See https://arrow-kt.io/docs/apidocs/arrow-core/arrow.core/-either/index.html
Provides an algebraic data type which is either a failure or a success.
It is implemented as a sealed class Either
with two child classes: Success
and Failure
.
Success
and Failure
are wrappers which can wrap any type, like e.g. a response from an HTTP request or an HTTP error. Exceptions can of course be wrapped in Failure
as well.
In Kotlin this provides an advantage over try/catch
blocks in that it requires the Either
consumer to actually handle the error case, as in Kotlin there are no checked exceptions.
This is because exceptions should be used for exceptional situations, which cannot be predicted while writing the program, like programmer errors. In this case the application should crash early and crash hard so that the programmer can find the issue early and fix it.
For domain errors like HTTP 404, which SHOULD be handled in the application and not crash, error types should be used. Either
is perfect for this.
To handle the end result of a function (or a function chain) returning an Either
use fold()
. You can provide lambdas for success and failure cases:
getUserData().fold(
failed = { failure -> showError(failure) },
succeeded = { success -> showUserData(success) }
)
To chain multiple functions, you can use flatMap {}
. The flatMap
function will always take the result of the previous function, unwrap it if it's a Success
and pass it as an argument to the next function.
If any of the flatmapped functions returns a Failure
, the first Failure
will be returned to the caller immediately and none of the following functions will be called. This let's you interrupt the call chain if at any of the stages something goes wrong.
connectToServer()
.flatMap { getUserId() }
.flatMap { id -> getUserProfile(id) }
.flatMap { profile -> saveProfileToDatabase(profile) }
The map {}
function can be used to map the success value to another value.
Imagine we get an Either<User>
but only want to return the id
of that user:
getUserData().map { it.id }
There is also a mapFailure {}
function which is the opposite of map
. It simply maps the Failure
result using
provided lambda. In case of Success
it just passes through the success value untouched.
It can be useful if you want to take some action based on the type of failure you received or if you want to map a domain type exception to a public api exception:
getUserDataOrFail().mapFailure {
when(it) {
is AuthorizationException -> authorizeUser()
is TimeoutException -> GetUserDataFailedException("Timeout")
else -> it // just pass through
}
}
As all functions are inline
they can be used with suspending functions as well.
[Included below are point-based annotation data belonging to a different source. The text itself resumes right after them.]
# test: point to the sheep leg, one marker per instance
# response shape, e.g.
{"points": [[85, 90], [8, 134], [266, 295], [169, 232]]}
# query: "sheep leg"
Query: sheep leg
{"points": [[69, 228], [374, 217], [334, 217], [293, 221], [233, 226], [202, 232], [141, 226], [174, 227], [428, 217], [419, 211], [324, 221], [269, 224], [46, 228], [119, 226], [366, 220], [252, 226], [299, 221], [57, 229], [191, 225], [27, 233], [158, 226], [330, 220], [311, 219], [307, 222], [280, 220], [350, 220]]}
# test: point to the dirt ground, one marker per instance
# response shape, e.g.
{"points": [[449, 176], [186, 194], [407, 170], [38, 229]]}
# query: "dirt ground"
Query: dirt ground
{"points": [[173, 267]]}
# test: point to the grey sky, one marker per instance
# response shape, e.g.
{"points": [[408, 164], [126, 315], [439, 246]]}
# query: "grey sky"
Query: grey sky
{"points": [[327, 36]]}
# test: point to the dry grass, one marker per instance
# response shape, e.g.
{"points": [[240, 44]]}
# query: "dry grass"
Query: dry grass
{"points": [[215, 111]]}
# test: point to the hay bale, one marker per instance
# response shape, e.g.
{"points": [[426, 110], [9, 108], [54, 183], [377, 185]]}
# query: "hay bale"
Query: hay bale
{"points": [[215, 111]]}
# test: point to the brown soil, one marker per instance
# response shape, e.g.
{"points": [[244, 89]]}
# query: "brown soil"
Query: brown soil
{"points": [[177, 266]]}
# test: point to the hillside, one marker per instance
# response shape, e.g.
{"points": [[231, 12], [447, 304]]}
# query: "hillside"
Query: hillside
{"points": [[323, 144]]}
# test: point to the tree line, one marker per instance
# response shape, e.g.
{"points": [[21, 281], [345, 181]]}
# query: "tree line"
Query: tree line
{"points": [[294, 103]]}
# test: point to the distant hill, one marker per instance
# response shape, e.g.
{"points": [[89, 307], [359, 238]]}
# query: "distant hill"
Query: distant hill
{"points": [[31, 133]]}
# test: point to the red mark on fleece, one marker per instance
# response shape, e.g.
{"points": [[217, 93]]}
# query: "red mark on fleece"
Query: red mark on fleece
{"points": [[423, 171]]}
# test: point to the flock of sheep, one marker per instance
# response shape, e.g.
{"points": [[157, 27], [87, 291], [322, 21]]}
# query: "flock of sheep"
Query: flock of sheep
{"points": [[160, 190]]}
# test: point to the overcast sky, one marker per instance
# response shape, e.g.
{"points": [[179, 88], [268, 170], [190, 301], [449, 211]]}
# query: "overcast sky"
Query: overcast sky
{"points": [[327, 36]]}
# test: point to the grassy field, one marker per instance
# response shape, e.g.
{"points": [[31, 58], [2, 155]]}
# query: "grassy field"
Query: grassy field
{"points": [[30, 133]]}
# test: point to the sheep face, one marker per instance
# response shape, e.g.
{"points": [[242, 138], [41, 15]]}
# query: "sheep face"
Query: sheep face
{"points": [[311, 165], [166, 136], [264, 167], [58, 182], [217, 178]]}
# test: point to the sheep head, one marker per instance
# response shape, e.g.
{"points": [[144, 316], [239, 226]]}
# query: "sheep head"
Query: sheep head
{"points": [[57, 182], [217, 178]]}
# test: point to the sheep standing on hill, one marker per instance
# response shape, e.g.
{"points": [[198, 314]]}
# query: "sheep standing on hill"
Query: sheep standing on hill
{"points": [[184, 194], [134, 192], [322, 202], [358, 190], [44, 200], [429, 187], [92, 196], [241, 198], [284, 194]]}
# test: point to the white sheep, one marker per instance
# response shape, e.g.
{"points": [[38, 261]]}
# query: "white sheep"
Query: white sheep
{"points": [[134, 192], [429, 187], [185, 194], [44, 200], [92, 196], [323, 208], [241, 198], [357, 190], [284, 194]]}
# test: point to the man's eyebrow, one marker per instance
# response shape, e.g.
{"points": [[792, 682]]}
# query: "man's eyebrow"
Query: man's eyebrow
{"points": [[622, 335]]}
So you can flatMap
suspending with non-suspending functions in one chain.
Also the following helpers exist:
isSuccess // property returning true if this instance represents a successful outcome, `false` otherwise.
isFailure // property returning true if this instance represents a failed outcome, `false` otherwise.
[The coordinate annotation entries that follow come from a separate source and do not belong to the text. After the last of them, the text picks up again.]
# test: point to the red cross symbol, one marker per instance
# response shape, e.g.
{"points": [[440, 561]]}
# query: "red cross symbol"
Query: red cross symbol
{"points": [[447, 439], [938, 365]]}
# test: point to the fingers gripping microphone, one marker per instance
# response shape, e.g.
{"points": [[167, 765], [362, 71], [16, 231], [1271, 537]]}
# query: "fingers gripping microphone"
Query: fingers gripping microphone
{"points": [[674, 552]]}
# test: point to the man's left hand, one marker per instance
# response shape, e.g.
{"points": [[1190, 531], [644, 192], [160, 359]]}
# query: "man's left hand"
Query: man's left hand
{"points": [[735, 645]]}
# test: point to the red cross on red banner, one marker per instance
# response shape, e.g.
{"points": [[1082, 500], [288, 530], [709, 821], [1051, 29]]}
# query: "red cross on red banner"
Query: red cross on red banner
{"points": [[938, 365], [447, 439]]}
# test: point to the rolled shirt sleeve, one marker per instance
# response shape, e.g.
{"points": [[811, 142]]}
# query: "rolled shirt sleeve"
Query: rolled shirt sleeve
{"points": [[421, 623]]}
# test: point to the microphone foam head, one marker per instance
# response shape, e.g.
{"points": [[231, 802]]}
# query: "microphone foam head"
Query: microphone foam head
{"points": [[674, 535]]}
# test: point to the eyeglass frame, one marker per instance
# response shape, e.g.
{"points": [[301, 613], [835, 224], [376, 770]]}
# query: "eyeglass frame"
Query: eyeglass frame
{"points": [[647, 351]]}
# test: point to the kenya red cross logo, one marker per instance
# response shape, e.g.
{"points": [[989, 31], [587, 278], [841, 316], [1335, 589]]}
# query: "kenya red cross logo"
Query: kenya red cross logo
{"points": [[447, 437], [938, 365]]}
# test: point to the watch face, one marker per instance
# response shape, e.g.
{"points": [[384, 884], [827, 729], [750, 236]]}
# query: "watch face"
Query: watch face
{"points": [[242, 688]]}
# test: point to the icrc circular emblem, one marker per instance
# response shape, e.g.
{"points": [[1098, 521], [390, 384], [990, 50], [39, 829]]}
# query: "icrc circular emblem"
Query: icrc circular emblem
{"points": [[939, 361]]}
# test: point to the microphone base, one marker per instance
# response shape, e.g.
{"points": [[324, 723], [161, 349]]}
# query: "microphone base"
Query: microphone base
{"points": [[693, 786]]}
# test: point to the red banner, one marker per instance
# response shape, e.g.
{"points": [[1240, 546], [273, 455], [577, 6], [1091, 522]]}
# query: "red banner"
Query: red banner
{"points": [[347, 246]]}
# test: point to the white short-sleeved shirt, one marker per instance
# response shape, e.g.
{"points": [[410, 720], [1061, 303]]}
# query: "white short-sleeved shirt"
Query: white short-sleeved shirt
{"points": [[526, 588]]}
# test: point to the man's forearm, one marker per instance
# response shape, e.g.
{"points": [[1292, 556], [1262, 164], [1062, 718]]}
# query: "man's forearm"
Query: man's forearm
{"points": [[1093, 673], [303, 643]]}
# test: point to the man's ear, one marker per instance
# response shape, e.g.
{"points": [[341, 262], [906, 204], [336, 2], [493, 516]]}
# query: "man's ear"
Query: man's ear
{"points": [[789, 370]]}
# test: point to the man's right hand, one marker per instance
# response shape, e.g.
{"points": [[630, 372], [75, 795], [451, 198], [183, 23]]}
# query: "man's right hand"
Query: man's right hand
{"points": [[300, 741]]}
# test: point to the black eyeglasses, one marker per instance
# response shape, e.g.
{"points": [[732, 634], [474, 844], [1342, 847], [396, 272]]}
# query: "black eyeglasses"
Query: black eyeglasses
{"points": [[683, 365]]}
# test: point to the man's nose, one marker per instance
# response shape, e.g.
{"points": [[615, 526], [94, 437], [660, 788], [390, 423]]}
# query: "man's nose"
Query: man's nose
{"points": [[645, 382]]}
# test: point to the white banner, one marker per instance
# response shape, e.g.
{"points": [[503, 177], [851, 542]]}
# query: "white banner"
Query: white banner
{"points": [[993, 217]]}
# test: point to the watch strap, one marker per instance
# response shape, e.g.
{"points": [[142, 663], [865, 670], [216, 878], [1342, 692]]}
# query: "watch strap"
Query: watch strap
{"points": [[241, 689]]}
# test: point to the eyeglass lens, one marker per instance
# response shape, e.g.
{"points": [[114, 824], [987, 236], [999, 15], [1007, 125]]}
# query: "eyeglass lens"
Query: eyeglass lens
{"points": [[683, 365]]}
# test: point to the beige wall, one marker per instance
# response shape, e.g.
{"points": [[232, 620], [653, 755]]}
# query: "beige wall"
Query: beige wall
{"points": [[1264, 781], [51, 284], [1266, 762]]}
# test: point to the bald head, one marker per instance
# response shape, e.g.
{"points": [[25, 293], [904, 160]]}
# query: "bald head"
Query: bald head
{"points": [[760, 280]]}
successOrNull // property returning the success value if Success or null if Failure
failureOrNull // property returning the failure value if Failure or null if Success
onSuccess {} // executes given code block as side effect if Success and returns passed Either value unchanged
onFailure {} // executes given code block as side effect if Failure and returns passed Either value unchanged
getOrElse {} // returns the encapsulated value if success or the result of the given code block
Either.catch {} // executes the given code and returns its encapsulated result if invocation was successful and catching any exception that was thrown as a failure
A call adapter for easy use of the Either
type as result of a Retrofit interface function.
When attaching the EitherCallAdapter
to the Retrofit interface instantiation like
Retrofit.Builder()
.baseUrl(<Base Url>)
…
.addCallAdapterFactory(EitherCallAdapterFactory())
.build()
.create(<Retrofit Interface>::class.java)
you can use the Either
type as a return type of a Retrofit interface function
interface Api {
@GET
suspend fun get(@Url url: String): Either<CallError, String>
}
The library is available on GitHub Packages.
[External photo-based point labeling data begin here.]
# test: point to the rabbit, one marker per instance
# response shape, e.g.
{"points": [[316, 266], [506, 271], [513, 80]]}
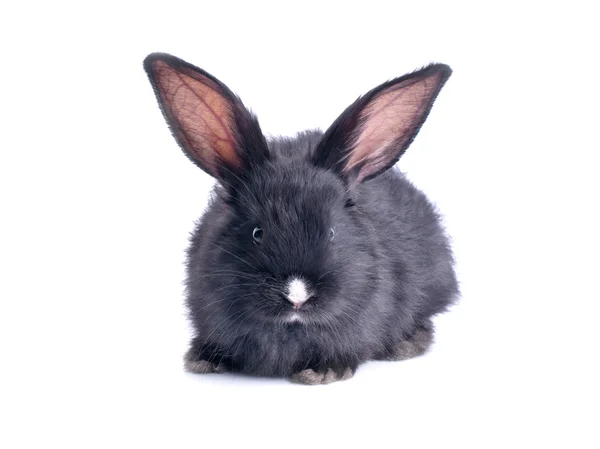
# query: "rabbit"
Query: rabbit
{"points": [[315, 254]]}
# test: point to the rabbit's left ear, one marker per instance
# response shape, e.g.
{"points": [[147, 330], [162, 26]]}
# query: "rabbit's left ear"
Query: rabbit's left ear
{"points": [[371, 135]]}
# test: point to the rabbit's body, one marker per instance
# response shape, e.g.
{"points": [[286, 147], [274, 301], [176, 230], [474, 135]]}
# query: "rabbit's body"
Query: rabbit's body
{"points": [[313, 255]]}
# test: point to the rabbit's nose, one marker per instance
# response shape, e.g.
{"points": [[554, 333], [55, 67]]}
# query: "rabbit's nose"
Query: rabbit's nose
{"points": [[297, 292]]}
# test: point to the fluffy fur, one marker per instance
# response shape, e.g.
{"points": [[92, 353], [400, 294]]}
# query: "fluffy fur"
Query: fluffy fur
{"points": [[375, 281]]}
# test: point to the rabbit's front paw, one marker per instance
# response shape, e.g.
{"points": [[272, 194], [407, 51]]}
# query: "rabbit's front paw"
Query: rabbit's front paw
{"points": [[194, 364], [312, 377]]}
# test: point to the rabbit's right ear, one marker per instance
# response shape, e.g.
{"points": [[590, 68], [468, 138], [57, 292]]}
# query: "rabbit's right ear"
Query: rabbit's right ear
{"points": [[209, 122]]}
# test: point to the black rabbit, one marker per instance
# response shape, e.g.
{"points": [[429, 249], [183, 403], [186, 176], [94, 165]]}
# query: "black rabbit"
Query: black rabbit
{"points": [[314, 254]]}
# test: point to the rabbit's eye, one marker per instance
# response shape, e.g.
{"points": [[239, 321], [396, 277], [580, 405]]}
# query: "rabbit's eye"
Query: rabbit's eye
{"points": [[257, 234]]}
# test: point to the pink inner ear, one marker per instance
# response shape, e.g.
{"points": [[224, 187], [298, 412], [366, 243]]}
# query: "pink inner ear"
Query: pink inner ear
{"points": [[389, 121], [201, 116]]}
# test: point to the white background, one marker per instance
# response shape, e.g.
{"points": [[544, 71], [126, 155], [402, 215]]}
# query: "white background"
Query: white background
{"points": [[97, 202]]}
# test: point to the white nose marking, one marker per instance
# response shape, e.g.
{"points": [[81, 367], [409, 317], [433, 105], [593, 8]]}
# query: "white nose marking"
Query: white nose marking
{"points": [[297, 292]]}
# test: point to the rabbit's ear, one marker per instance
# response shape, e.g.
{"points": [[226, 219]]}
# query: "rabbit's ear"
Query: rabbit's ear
{"points": [[209, 122], [371, 135]]}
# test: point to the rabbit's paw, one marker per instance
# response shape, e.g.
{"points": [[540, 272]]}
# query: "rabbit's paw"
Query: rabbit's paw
{"points": [[312, 377]]}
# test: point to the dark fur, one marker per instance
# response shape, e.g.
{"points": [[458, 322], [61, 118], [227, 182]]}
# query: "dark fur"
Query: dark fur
{"points": [[388, 270]]}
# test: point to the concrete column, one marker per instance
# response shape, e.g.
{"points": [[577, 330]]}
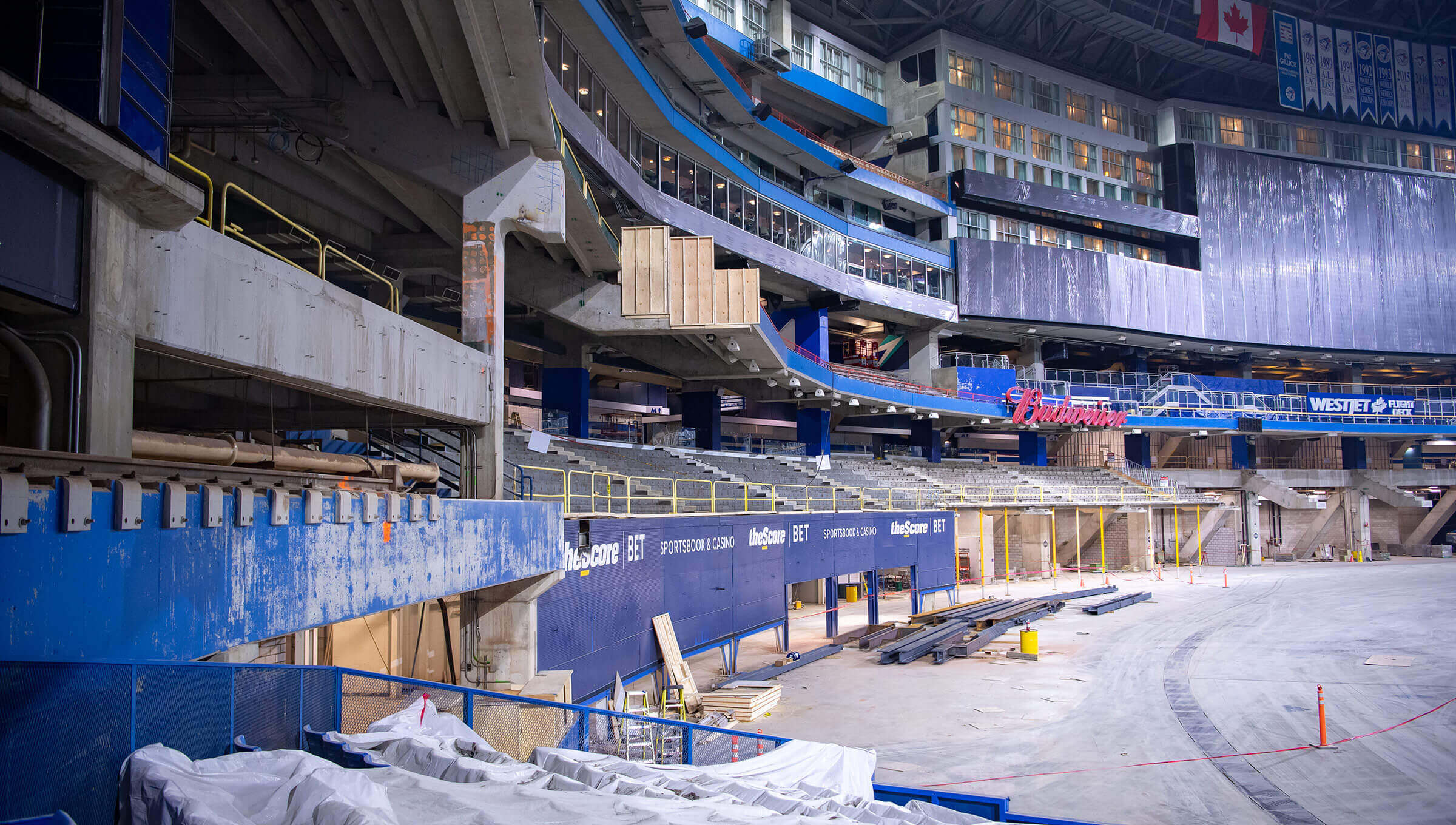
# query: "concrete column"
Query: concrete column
{"points": [[810, 329], [1141, 540], [1241, 451], [928, 439], [1359, 523], [107, 334], [925, 354], [1139, 448], [499, 625], [1036, 545], [703, 411], [1352, 453], [528, 197], [814, 429], [1033, 448], [1253, 531], [1030, 357], [1413, 459]]}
In your project main build.gradle.kts
you need:
repositories {
maven {
url = uri("https://maven.pkg.github.com/GCX-HCI/grandcentrix-kotlin-either")
}
}
And in your module build.gradle.kts
:
implementation("net.grandcentrix.either:either:<version>")
implementation("net.grandcentrix.either:retrofit-calladapter:<version>")
For the newest version please always check the Packages page. The version should be the same for all artifacts to ensure their compatibility.